Dear Ihor,
   
> Regarding the question about buffer-lens interaction. Let's take even
> more complicated example:  To run the command, the user hits some key
> combination, which happens to be bound to different commands in the main
> buffer and in the lense buffer (i.e. the main buffer is in org-mode, the
> lense is in mingus-mode, and the key is C-d). What should be the
> behaviour in such a case? run the commands in both the buffers? decide
> depending on the point position?
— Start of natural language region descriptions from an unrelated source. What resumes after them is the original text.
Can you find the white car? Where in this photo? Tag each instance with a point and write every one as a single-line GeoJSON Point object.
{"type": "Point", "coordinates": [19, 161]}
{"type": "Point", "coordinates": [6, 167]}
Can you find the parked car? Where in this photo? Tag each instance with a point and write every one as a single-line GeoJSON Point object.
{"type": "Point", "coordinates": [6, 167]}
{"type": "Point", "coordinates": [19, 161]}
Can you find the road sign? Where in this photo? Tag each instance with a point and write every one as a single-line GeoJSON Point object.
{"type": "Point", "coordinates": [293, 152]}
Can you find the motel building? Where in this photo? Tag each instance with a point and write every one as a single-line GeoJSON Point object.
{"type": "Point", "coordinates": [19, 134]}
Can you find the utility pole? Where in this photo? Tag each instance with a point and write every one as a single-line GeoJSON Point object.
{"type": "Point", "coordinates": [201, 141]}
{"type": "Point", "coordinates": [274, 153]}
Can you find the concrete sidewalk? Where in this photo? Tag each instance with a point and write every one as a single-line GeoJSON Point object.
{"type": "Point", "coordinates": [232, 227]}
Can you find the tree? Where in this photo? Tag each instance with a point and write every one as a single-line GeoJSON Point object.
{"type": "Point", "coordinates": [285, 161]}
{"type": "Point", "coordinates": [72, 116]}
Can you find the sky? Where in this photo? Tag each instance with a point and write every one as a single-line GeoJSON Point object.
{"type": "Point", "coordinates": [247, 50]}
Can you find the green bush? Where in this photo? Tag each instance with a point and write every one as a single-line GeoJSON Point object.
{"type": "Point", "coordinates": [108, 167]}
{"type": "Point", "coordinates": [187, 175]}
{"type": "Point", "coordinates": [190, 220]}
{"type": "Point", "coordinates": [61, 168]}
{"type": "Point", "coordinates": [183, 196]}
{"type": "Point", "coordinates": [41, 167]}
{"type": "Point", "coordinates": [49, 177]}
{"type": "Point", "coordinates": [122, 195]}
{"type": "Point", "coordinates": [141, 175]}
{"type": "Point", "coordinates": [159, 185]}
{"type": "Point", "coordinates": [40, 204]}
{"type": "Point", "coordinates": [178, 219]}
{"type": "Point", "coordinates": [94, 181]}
It is easy to make up similar
> complicated examples if you consider some exotic major modes in the
> lense buffer.

It's basically a question of customization, a client-side decision.
In other words, this really depends on what the user wants to happen.

This customization is done through the controller of the lens.

To your example.
If the desirable behavior (for you, as a user) for C-d is to run in the lens, then add "C-d" to the controller of the lens.
And then, whenever the point is in the area, C-d runs in the lens unconditionally.
(For the sake of terminology, we can say that the keybinding is "redirected".)

If you want C-d to work conditionally (sometimes do the org-mode thing and sometimes the mingus-mode thing), I am afraid there is nothing better than to update the controller yourself on the go.
And that's fine, because that's what the user wants (to use the same bind for two different things in the same place at different times).

(BTW, the controller could be asked to work "in reverse" and redirect all keybindings, except the ones in its black list.)

But speaking of the larger picture and integration, a user can define a list of key combinations for any mode and the list will be added to the controller if the lens runs that mode.
I think this should cover the vast majority of use-cases.
Of course, there is no reason for the logic of key addition not to be flexible enough to cover anything more exotic.

> I think that it would be more effective if someone decide on some basic
> approach for the low-level implementation of the lense-mode (which
> probably involves modifying emacs C-level source code) and continue the
> discussion according to the benefits/limitations of that kind of
> implementation.

I too look forward to hearing from someone about the low-level implementation possibilities :)
I especially hope the approach for the border-case issue (as described in my previous message) can work.

Best regards,
Dmitrii.